Highest point
- Peak: Killdeer Mountain
- Elevation: 3,281 ft (1,000 m)
- Coordinates: 47°27′07″N 102°54′34″W﻿ / ﻿47.451934°N 102.90945°W

Dimensions
- Area: 26 km^{2} (10 mi^{2})

Naming
- Etymology: Named after the local native bird, Killdeer

Geography
- Country: United States
- State: North Dakota
- Region: Dunn County

= Killdeer Mountains =

Buttes in North Dakota, United States

The Killdeer Mountains are two large flat-topped buttes in Dunn County, North Dakota, United States. They consist of North Mountain and South Mountain. The tops consist of Miocene age tuffaceous siltstones, sandstones and carbonates of the Arikaree Formation. Below, are outcrops of the Eocene sandstones and mudstones of the Chadron Formation, and the Golden Valley Formation. Much of their formation was caused by wind, river and lake erosion.

The Killdeer Mountains cover a surface of 26 square kilometers (10 sq mi). The highest peak reaches 3281 ft, which is the highest point in the county.

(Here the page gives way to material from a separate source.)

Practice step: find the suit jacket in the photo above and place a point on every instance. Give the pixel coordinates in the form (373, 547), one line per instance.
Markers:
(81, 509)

The name comes from the Native Americans, who used the area as a hunting ground for deer. The butte was the scene of the Battle of Killdeer Mountain in 1864.

Upland deciduous forest with aspen, oak, birch, ash and poplar covers much of the Killdeer Mountains.

In 1906, reports of volcanic activity were coming from the mountains. However, no geological evidence has proven a confirmed volcano in the area.